As package name you should enter the name of the folder, in which the file Makefile for the given package is located, not the package name specified in the variable PKG_NAME. If the file Makefile contains more packages, all of the packages will be created, which have been selected in the configuration.

Compiled packages (and any additional output compilations, such as SDK, and other files) can be found in the bin/. Created .ipk files can then be copied onto the router and installed.
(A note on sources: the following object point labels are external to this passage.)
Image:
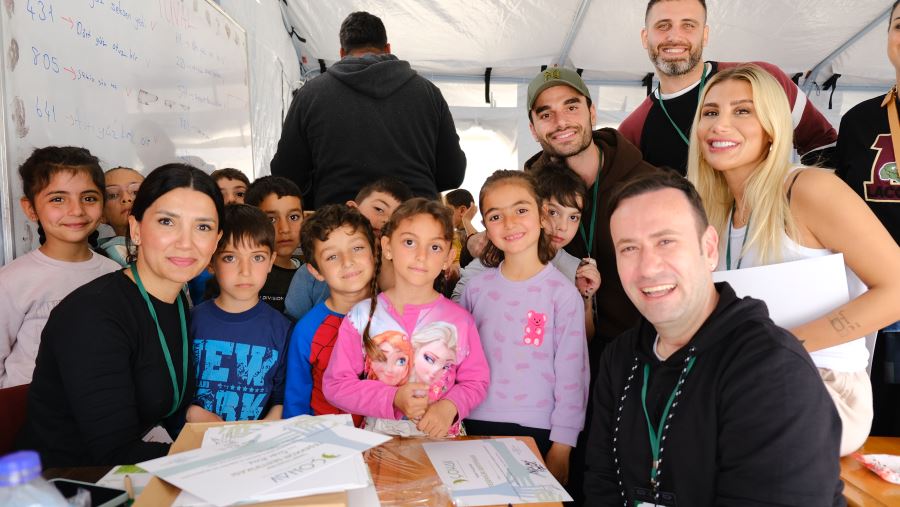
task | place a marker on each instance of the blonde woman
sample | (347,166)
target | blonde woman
(767,211)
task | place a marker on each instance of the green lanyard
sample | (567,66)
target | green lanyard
(656,436)
(662,105)
(589,239)
(176,396)
(728,244)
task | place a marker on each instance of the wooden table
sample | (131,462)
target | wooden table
(862,487)
(400,469)
(403,473)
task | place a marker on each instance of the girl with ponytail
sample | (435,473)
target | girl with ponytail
(417,241)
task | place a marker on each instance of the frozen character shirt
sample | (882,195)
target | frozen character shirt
(446,353)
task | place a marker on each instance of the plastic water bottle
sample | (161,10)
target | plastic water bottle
(21,484)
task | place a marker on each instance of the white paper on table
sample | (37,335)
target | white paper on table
(493,471)
(349,474)
(801,291)
(278,454)
(157,434)
(235,435)
(795,292)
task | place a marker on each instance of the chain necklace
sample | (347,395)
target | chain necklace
(656,468)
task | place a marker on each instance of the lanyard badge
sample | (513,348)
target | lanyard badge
(176,395)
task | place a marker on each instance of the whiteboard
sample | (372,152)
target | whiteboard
(139,83)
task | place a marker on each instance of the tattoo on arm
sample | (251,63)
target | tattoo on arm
(842,325)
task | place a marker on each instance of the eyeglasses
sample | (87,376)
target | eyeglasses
(114,192)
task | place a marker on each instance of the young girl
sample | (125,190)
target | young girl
(122,184)
(532,320)
(63,189)
(417,240)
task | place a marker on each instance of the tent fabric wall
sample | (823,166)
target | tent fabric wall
(274,71)
(516,37)
(452,42)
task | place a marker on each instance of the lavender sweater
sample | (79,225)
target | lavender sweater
(534,339)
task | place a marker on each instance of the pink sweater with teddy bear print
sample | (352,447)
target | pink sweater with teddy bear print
(534,339)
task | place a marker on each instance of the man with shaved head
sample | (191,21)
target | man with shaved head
(674,35)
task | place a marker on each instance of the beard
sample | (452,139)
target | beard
(675,67)
(561,152)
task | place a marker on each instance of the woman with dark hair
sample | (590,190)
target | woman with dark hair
(113,362)
(867,162)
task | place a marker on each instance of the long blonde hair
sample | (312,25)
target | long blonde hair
(764,194)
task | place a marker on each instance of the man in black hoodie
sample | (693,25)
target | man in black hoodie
(367,117)
(706,402)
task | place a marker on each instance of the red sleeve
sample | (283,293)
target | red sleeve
(632,126)
(811,130)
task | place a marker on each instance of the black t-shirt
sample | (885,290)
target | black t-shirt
(866,161)
(101,380)
(660,142)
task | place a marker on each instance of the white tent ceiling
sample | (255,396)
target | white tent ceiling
(458,39)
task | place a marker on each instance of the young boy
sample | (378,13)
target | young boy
(233,184)
(239,341)
(461,202)
(340,248)
(279,198)
(122,184)
(376,202)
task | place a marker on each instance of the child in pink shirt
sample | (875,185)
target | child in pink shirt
(410,360)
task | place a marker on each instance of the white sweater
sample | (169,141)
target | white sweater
(30,287)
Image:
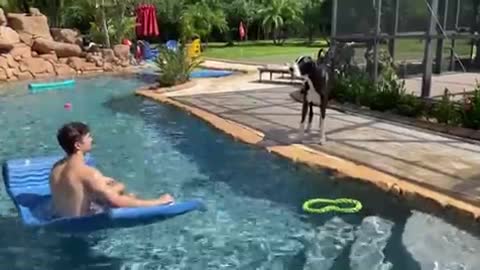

To facilitate the compilation there are shell scripts compile_turris_fw and compile_omnia_fw in the repository, which when run delete old files, initialize feeds and run compilation of the system. It is appropriate to run them with the parameter USE_CCACHE = 1 and in a number of tasks (for instance USE_CCACHE=1 ./compile_turris_fw -j4) it is necessary to install the package ccache onto the system, which runs compilation. You can also use the parameter BUILD_ALL – this runs the installation of completely all packages that are included in the Turris OS. This operation takes considerably longer (in terms of hours). To start compiling the complete Turris OS, with the use of cache during compilation and with four roles and error output being recorded in the file, run the following:

USE_CCACHE=1 BUILD_ALL=1 ./compile_turris_fw -j 4 LOGFILE=1 BUILD_LOG=1 IS_TTY=1

Troubleshooting

Insufficient space when creating the Docker container

Docker containers usually take up tens of gigabytes. If their creation failed because of insufficient space, then you should check, if you really have run out of space and clear it. If you however have enough space, then you might need to adjust the configuration of the Docker daemon with the use of these options --storage-opt dm.basesize=40G --storage-opt dm.loopmetadatasize=10G.

The resulting configuration should look something like this:

dockerd -H fd:// --storage-opt dm.basesize=40G --storage-opt dm.loopmetadatasize=10G

After this adjustment it is necessary to restart the Docker daemon and remove all generated files for the change to apply. The exact path of the files depends on your system, but it is usually /var/lib/docker.